In the face of overwhelming amount of problems, it’s easier for us to lock our door, and pull the blinds so that we don’t have to deal with the relentless scene of poverty in front of our eyes. It’s a way for us to protect our sanity, living in this painful world.
This month, Dân Chúa Magazine invites us to look at the situation of the Catholic Church in Vietnam. I would like to take this even further for the readers of Modern Talkings. How about taking a look at our relationship with the poor people in our homeland, which is also the homeland of our mothers and fathers? For better or for worse, Vietnam is where it all started for us. It is where our fathers and mothers were born and raised. It is where many of us were born. And it is where many of us have visited, or heard stories about. Without this country and all that happened to the people who lived in it, we would not be where we are today.
We don’t live in a poor country now, although this doesn’t mean that around us there is no poverty. Yet, we are also asked to look further than we usually do. First we start by looking outside our front door. Then we look to our neighborhood, then to our homeland, and then to the entire world. If we don’t care to look, then we cannot see what it is that need our compassion and help. If we don’t care to look, then we cannot see where our energy and talent are needed and what is desired of us. Compassion for others begin with us being attentive to the need of others, especially those who are poorest and weakest. We are asked to share what we have with our brother and sisters, starting with the ones immediately around us.
Outside my front door in Vietnam, there was a sandwich stand. In the morning, I often saw a pair of college roommates from the countryside come there to buy sandwiches for breakfast. They always bought the cheapest one, with the least amount of meat. Then one morning towards the end of the month, I saw them as usual. One of them ordered his sandwich. But the other didn’t. So his friend asked him, “Why don’t you get your sandwich?”
He stammered, “I…uhh…I’m not hungry this morning.”
His friend understood and didn’t ask further. He took his sandwich, split it in two, and handed a half to him.
“Here, let’s share this,” the friend said, smiling.
The two friends, each took a portion, and ate their halves of the sandwich as they walked side by side to school.

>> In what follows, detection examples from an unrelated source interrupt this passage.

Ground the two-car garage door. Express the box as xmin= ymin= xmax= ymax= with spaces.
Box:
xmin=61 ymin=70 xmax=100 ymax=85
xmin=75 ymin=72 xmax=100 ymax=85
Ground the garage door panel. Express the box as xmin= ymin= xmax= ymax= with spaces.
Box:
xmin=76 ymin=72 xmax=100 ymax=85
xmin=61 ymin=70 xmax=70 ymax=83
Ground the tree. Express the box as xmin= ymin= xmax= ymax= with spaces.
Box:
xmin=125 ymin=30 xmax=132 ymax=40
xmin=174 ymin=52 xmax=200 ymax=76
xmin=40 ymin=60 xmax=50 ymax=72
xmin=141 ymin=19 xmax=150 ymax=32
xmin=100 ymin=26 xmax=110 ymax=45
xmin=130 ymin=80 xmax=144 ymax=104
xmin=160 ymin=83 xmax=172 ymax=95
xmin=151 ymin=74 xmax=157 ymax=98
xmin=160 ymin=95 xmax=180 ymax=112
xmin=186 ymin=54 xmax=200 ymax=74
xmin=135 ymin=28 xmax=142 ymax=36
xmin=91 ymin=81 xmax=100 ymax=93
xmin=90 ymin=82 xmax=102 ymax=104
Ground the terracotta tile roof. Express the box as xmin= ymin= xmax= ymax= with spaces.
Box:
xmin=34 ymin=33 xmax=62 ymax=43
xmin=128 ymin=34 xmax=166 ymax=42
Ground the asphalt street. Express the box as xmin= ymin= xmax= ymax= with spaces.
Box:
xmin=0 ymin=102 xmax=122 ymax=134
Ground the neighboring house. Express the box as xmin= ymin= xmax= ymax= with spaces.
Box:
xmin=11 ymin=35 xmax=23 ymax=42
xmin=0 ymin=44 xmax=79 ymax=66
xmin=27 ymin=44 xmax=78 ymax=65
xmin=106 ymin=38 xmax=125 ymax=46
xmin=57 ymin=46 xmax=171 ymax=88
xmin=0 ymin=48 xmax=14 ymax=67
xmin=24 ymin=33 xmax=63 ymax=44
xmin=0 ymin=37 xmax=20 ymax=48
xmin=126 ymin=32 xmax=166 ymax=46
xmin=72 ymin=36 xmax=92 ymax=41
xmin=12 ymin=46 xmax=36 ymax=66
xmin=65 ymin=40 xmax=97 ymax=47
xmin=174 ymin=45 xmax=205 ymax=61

I was very moved by how the friends treated one another. Perhaps this incident wouldn’t have been so memorable to me had the friend who could afford the sandwich gave away his sandwich, or simply taken out his money to buy another sandwich, so each of them would have one. I suppose I remember it because the poor college student took his small sandwich and broke it in two, so he could share with a friend. It is a beautiful gesture of sharing what we have with others even though we don’t have much to offer.
All of us are asked to share what we have with those around us. We share with the people in our family and in our school. We share with the people in our city and in our homeland. And we share with the people in our world. What we ought to do first is to take a long and hard look and what is around us, then after that take a long and hard look at what we have, whether it is energy, talent, money, or anything that God has given for us to use. When it comes to sharing with others, there are a million and one ways to do so if we are sincere enough, and creative enough.
Let us then start by not just sitting comfortably inside our livingroom looking out to the street, watching the world go by apathetically. Let us open the door of our house, the door of our heart, and run to the side of the suffering people outside our doorsteps, in our homeland, and for that matter all over the world.